Difference of muscle activity – movement kinematics relationship between controls and cerebellar patients. (a) Comparison of the Br/Kr ratios that represent recipe of the motor commands for the F1 and F2 components between the controls and the cerebellar patients. Controls: Br/Kr ratios of the control subjects for the F1 component (top) and the F2 component (bottom) (n = 13). Note the highly significant difference between the two components. Patients: Br/Kr ratios of the patients for the F1 (top) and the F2 (bottom) components (n = 19). Note the selective decrease of Br/Kr ratios for the F1 component in the patients. (b) Correlation between the Br/Kr ratios for F1 component and cursor-target error for F1 (F1 error, in short). The F1 error is defined as an average error between the target motion and the F1 component of the movement. Note the negative correlation. (c) Delay of the predictive (F1) component of the movement relative to the target motion calculated with a cross-correlation analysis for controls (n = 13) and patients (n = 19). (Adapted from Kakei et al. (2019) under CC BY license)

14.1 Postscript

The most primitive cerebellum emerged in the alar plate of the rhombencephalon of old jawless fishes as a sensory hub to which multimodal sensory inputs converge. The cerebellum later acquired efference copy inputs, which is essential for active sensing. Indeed, we can see its example in the cerebellum-like structure of some fishes that process information from electroreception systems.
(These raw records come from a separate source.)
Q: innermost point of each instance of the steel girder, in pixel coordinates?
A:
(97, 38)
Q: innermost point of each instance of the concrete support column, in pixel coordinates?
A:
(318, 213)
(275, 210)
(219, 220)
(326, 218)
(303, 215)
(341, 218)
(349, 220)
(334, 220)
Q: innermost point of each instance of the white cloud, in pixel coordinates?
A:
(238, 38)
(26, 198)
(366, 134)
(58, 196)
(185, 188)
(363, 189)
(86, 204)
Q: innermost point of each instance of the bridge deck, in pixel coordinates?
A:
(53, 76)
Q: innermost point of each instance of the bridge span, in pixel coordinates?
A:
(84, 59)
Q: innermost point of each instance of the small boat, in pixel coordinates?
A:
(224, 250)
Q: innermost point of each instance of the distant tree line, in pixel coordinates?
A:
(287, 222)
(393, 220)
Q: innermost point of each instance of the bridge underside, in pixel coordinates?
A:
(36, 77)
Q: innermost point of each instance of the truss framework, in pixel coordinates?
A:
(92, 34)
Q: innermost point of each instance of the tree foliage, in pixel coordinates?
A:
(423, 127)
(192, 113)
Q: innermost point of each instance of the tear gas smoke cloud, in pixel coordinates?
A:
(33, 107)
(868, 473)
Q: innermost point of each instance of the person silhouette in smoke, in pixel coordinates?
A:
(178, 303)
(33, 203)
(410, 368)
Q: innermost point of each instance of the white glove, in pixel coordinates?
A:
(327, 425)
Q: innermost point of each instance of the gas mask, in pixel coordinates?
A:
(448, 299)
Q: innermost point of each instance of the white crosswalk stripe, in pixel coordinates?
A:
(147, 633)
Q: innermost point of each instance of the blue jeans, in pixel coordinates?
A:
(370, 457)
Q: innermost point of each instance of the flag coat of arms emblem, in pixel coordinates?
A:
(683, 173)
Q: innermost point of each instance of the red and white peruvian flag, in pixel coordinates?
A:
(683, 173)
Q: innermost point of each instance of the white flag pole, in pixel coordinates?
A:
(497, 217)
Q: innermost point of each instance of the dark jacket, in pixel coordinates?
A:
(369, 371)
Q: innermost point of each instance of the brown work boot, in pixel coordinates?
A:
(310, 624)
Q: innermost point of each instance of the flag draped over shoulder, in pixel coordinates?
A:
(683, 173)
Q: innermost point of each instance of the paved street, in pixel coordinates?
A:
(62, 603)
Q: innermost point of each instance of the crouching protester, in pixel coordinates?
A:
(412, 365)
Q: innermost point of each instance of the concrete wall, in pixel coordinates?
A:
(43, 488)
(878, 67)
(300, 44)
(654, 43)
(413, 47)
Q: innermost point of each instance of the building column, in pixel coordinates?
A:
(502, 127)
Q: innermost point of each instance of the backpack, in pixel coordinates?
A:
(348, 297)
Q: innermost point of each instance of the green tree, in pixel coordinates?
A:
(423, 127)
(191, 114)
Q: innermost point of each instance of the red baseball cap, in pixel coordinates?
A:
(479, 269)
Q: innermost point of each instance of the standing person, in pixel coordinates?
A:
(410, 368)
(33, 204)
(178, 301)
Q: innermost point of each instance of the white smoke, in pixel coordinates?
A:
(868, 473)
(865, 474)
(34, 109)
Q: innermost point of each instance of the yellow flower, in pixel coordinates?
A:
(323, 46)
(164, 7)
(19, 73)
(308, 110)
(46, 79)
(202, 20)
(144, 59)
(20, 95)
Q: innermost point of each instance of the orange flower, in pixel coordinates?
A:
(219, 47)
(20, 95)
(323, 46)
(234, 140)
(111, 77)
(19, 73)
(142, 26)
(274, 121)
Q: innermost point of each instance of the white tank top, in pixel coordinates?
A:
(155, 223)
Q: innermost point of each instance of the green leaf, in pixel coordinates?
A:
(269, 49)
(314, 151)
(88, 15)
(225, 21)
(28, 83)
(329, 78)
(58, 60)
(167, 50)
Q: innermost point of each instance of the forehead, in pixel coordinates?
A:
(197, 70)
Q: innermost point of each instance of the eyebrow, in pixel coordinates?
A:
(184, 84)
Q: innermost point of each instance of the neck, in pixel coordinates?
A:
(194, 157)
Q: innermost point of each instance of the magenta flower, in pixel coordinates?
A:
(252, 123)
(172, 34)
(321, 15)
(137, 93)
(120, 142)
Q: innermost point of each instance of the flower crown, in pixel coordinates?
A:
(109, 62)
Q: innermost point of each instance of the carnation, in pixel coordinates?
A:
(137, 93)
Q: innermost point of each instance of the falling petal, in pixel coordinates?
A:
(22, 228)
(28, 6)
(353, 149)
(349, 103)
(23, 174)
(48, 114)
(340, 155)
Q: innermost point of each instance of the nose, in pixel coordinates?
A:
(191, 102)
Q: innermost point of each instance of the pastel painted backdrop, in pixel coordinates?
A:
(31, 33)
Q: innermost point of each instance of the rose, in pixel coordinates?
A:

We speculate that the active sensing evolved to detect causality and finally led to a more sophisticated state prediction in a primitive forward model. Next, in mammals, the cerebellum acquired a strong loop with the cerebral cortex: the cerebrocerebellar communication loop. In this way, the cerebellum developed into the primary hub in the entire CNS. In particular, the acquisition of the DN filtering step evolved the existing dynamic prediction in the cerebellar cortex to a Kalman filter. This revolutionary event gave each region of the cerebrocerebellum a privilege to predict the state of its counterpart in the cerebral cortex, which includes motor areas, parietal association areas, prefrontal association areas, and limbic areas (Ito, 2008). This Kalman filter model also explains how parallel domains in the cerebrocerebellum operate in a cascadic manner and may provide a partial explanation for unity of mind. Finally, we should not forget the morphological asymmetry of the cerebrocerebellar communication loop. Namely, the cerebrocerebellum returns its output from DN back to the cerebral cortex after significant compression (1:20) (Tanaka et al., 2020). The low-resolution prediction of the cortical state may help assign more attention to the task currently in focus by reducing computational load for peripheral tasks. Given the fact that the cerebellum contributes most to trained and automated repertoires with less effort and attention, this asymmetry appears to make perfect sense.